Mid-June began our third year’s breeding efforts with the Topeka shiner minnows at the Neosho National Fish Hatchery.
These diminutive fish are a federally endangered species, and have been since 1999. Our first two years have produced about 5,000 spawned shiners, with most of them being stocked in northern Missouri at two different locations.
This year, thanks to state partners up at the Lost Valley State Fish Hatchery near Warsaw, we are trying new techniques that they have found extremely promising.
A real kick-start for this year’s efforts came as a result of a meeting on the endangered minnow at the end of May. Hosted by the Missouri Department of Conservation (MDC) hatchery near Warsaw, plenty of state, federal and other voices chimed in to discuss local concerns with this fish.
Since they have been working to locate extant populations, monitor suitable habitat areas, research historic ranges, breed and reintroduce these minnows for many years now, Lost Valley was the perfect place for this meeting.

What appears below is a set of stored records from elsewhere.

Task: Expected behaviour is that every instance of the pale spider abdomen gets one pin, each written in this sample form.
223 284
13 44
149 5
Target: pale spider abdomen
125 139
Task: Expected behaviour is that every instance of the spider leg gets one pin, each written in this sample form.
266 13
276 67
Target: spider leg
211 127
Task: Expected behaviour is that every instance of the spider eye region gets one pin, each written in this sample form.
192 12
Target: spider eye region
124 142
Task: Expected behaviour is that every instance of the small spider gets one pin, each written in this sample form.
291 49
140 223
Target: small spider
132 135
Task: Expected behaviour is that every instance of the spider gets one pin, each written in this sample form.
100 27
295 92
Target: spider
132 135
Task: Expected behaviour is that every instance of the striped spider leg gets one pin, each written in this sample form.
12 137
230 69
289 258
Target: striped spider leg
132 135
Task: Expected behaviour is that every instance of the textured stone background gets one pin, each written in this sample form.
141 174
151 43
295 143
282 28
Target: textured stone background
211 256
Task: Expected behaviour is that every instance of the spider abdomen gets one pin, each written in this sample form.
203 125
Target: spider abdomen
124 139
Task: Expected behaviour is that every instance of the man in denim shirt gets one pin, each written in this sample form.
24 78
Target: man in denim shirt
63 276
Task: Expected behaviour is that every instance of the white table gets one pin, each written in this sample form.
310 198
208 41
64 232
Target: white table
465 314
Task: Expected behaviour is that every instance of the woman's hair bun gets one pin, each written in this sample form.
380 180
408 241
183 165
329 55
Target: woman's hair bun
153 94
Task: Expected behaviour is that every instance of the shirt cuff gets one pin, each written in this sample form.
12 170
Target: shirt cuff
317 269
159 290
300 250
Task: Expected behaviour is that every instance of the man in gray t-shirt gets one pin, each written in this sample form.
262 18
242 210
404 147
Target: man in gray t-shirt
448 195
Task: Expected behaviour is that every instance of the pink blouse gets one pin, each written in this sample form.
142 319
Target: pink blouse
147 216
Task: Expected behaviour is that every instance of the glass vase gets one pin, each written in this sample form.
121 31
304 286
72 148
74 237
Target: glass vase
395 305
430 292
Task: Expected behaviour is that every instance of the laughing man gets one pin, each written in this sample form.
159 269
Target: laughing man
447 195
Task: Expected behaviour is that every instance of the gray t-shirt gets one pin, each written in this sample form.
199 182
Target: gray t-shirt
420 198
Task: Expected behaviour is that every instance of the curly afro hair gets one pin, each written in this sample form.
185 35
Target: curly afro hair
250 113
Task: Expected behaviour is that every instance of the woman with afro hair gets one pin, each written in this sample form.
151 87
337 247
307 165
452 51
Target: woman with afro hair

The Topeka shiner (Notropis topeka) is a small minnow, less than three inches in total length. It is an
overall silvery color, with a well-defined dark stripe along its side and (just the males) reddish fins during breeding time.
It is declining for varied and complex reasons, but this species is endangered primarily because of their need for cold, clear water – they are completely intolerant of turbid water and pollution.
Most of their decline can be traced back to human activities of some sort. As people have moved into regions these fish call home, road construction, livestock usage and other developments made great changes to their habitat.
Whether it was muddying up the waters, drying up ponds and wetlands, disconnecting populations or adding pollutants, the shiners were dying off at an alarming rate throughout their range.
When scientists surveyed the streams where they once were plentiful, they found shiners had become extirpated (locally extinct) from 80 percent of their former homes. Now, the populations are so fragmented that genetic mixing is difficult or impossible without human intervention.
As a result of information shared at this recent meeting, the news about this shiner’s future is both distressing and promising. The MDC folks say that there are only two extant Missouri populations where once there were at least ten.
And the Topeka shiner has been identified as a good indicator species where it is found. Indicator species can signal a change in the biological condition of a particular ecosystem, and thus may be used as a proxy to diagnose the health of an ecosystem.
This means that areas where it no longer ranges could see a decline in other ecological and biodiversity conditions. So, numbers in the state are nothing compared to what they once were.
Which brings us to the encouraging news. Last year, Lost Valley biologists tried a new breeding mat idea that increased their progeny several fold. As in thousands more offspring than the previous years.
With their specs, we have duplicated those spawning mats and are currently watching (not quite time yet!) for eggs to be deposited. The other interesting technique involved the commensal breeding partner fish, where only males are going to be used.
This will cut out the huge numbers that are produced unnecessarily of these sunfish partners, and make separating the two completely avoidable. These are good, strong steps forward (we hope) for our shiner program for 2017.
With our increased breeding production along with help from state partners, getting those 10 historic drainage systems repopulated with shiners doesn’t seem so daunting.
It is such a pleasant thing when people and agencies can come alongside each other to assist and augment each other – and in this case – greatly help this endangered little fish.
(Bruce Hallman is the environmental education specialist at the Neosho National Fish Hatchery in Neosho, Mo.)